I really wish I had something like the Beatnik for my foot pedal pad as well. I guess I could duct tape something together, but hardly optimal with the interface facing your shin. Recording and looking at waveforms or recording over programmed drums for now to work on kick timing.

This really is a rabbit hole, but hopefully this will lead to me some day being able to play a basic rock beat without sounding like a train wreck.


Junior Member
Hello! I also try to improve my accuracy when it comes to time, especially 2 and 4 on snare. It is for sure hard sometimes to not rush in fills especially in to new sections I think.
A tip from me is to also practice this lower tempos 35-60 bpm in various dynamics. In lower dynamic it requires even more attention to the click. Thanks for a interesting thread by the way!


Junior Member
Totally agree with the click and 35BPM suggestions.

Something else to consider while you're working through your time issues:

1 - pinpoint exactly where it happens. You've already started this by identifying your issue with fills. But I urge you to dig deeper. EXACTLY where? And EXACTLY how? Do you start fine and gradually pull away? Or do you jump the very first note of the fill? Where else do you have time issues and what exactly happens in those spots?

2 - after you've pinpointed the trouble spots, video yourself and watch very closely what you do physically. You may find that it is a physical error, not a mental error. (Or rather, the mental error is manifested physically...)

As drummers, sometimes we overlook the mechanics when we are assessing a timing issue. Athletes have timing issues and it's usually a mechanical flaw that causes them. Not always the case for us, but I've found it to be the case with drummers more often than we think.
good points


Junior Member
FWIW, I am finding out that my own inner peace really helps with time. In other words, If I am anxious, nervous, feeling not centered....that messes with my time.
So I try and really relax myself, and get that feeling that Jason described, being calm, present, grounded and connected. (great stuff Jason!) The weather in my head should be sunny and calm for me to play my best. No outside distractions to prevent me from centering myself. Being in a state of mild meditation beats being uptight about something, as far as my time feel goes.

Also, I try and shut off my conscious mind. Don't think. Feel. It's hard to empty your mind, but it's oh so effective.

The more I think or worry about my time while I play, the worse it gets. That's a definite enemy, fretting about whether my time is right or not.

That only happens when I am called out on something. Trying to not let it affect me is the challenge presently, and I am making progress.

Being centered myself is the best thing I can do for my time, after studying with a click of course.
great info

Odd-Arne Oseberg

Platinum Member
Well, it will always be an ongoing thing and it's a lot about focus and understanding.

It's not necessarily one thing as the styles and feels you're going for present different challenges.

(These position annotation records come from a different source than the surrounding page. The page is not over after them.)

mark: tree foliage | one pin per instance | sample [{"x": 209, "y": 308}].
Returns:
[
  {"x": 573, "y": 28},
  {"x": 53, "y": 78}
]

The simple answer is to make it a priority. That is don't work on new chops, licks and concepts, but prefect what you know from this perspective.

Yes, Benny goes through a lot of ideas in his latest DVD.

Really knowing stuff, sing and clap, move the click around, record yourself to make yourself aware of your general tendencies sum up most of it.

Sometimes a certain movement or lenght of movement is useful. That's not beginner stuff. The pros use that trick all the time.